Our psychics concluded this wasn't what they would call a traditional haunting, but the impressions they got would certainly allow us to file the Yeiser house under the unexplained.
Although accounts differ, some historians believe that General Grant following his victory at Champion's Hill spent the night in the room where Brigadier General Tilghman died.
Historical Facts on Yeiser (Hiawatha Plantation)
thanks to Rebecca Drake
Hiawatha is now owned by Mr. and Mrs. C.C. Floyd of Edwards and has been placed on the National Register for Historic Places. The house was once a part of a large plantation originally bought by Isham Palmer in 1827. The land was in his possession for twenty years, so it is presumed that Hiawatha was built at some point during that time. During the War Between the States, Mr. Charles Allen, who maintained possession until 1869, owned the plantation. After the Battle of Champion Hill, the homes served as a hospital for wounded Confederate soldiers.
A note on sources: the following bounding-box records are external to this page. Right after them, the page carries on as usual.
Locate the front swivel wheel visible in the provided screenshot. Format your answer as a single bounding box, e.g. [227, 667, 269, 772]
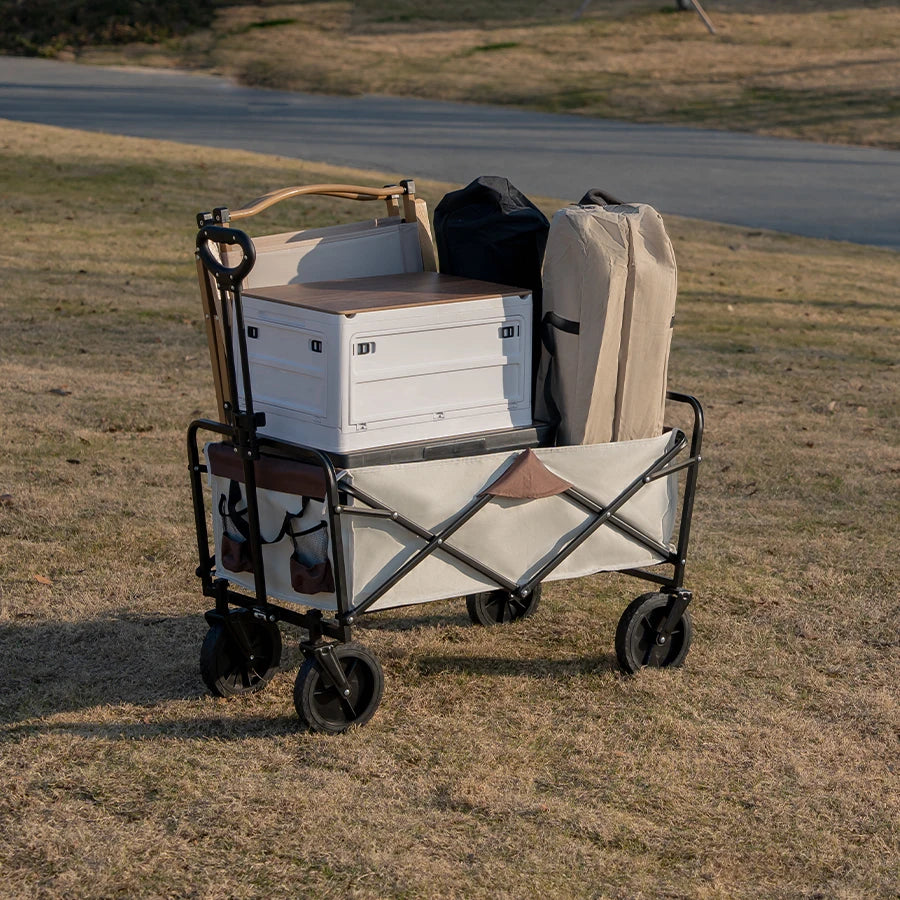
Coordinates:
[466, 585, 541, 625]
[616, 592, 694, 675]
[294, 644, 384, 734]
[200, 610, 281, 697]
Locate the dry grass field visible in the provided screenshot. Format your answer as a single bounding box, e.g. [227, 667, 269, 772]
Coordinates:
[0, 121, 900, 900]
[74, 0, 900, 148]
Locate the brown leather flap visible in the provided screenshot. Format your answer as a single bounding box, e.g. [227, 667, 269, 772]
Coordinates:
[481, 450, 572, 500]
[207, 443, 325, 500]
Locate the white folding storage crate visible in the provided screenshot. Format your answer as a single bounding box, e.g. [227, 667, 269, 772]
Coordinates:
[234, 272, 532, 453]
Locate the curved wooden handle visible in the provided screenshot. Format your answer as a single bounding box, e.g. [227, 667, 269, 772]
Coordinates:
[229, 184, 407, 220]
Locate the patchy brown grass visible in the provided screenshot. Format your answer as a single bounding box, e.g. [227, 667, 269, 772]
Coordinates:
[0, 121, 900, 898]
[74, 0, 900, 148]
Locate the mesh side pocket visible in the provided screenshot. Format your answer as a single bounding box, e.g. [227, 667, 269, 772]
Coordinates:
[290, 522, 334, 594]
[221, 532, 253, 572]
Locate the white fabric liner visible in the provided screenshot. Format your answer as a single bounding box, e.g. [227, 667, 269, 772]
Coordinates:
[209, 434, 678, 610]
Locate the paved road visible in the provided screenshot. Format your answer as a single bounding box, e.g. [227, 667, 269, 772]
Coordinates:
[0, 57, 900, 249]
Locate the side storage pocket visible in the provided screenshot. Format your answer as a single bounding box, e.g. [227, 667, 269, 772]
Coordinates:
[288, 522, 334, 594]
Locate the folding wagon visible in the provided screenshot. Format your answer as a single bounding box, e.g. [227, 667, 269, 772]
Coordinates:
[187, 181, 703, 733]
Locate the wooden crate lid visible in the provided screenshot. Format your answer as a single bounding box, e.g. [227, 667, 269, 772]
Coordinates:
[244, 272, 531, 316]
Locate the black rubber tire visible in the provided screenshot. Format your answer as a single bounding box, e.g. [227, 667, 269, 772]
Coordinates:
[616, 592, 694, 675]
[200, 612, 281, 697]
[294, 644, 384, 734]
[466, 585, 541, 625]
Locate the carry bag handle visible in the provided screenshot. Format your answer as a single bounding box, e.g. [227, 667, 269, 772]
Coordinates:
[197, 225, 256, 290]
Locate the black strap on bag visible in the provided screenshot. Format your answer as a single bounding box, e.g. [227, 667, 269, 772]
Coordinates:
[578, 188, 624, 206]
[540, 312, 581, 426]
[219, 481, 309, 546]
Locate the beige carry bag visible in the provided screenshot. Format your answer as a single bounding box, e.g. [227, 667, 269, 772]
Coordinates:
[535, 203, 677, 445]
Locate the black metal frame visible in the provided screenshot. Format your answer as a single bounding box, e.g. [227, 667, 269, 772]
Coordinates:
[187, 223, 703, 660]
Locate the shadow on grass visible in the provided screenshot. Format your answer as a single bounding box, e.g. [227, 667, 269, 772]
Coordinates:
[0, 614, 207, 724]
[417, 653, 619, 678]
[0, 712, 310, 742]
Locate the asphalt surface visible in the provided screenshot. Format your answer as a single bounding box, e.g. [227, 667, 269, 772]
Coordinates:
[0, 57, 900, 249]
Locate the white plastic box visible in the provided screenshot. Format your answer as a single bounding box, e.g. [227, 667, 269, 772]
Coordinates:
[236, 272, 532, 453]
A letter, written by Elizabeth (Bettye) Gervin Ray, whose family once occupied the neighboring Coker House briefly mentions Hiawatha: "Someone wrote a piece for the Campe Chase Gazette claiming the Coker House is the only existing Civil War structure in the area. No way! The Floyd's plantation - Hiawatha - is far older than and was already an established plantation when Mr. Coker built 'Greenwood' for his wife. The front bedroom in Hiawatha - the one to the left as you go in - is probably the one Grant slept in after the battle, as it was always the fancy room of the 'great room'. My mama was petrified of that room and would never enter it after dark! She was scared of the bloodstains on the floor."
In 1869, four years after the war, the property was sold to Mr. Smith and Mr. Yeiser. Some people in Edwards still refer to the home as "The Yeiser House," because it was in their possession for twenty-one years. Mr. A.J. Lewis, a citizen of Edwards and the first millionaire of Hinds County, purchased the plantation in 1890.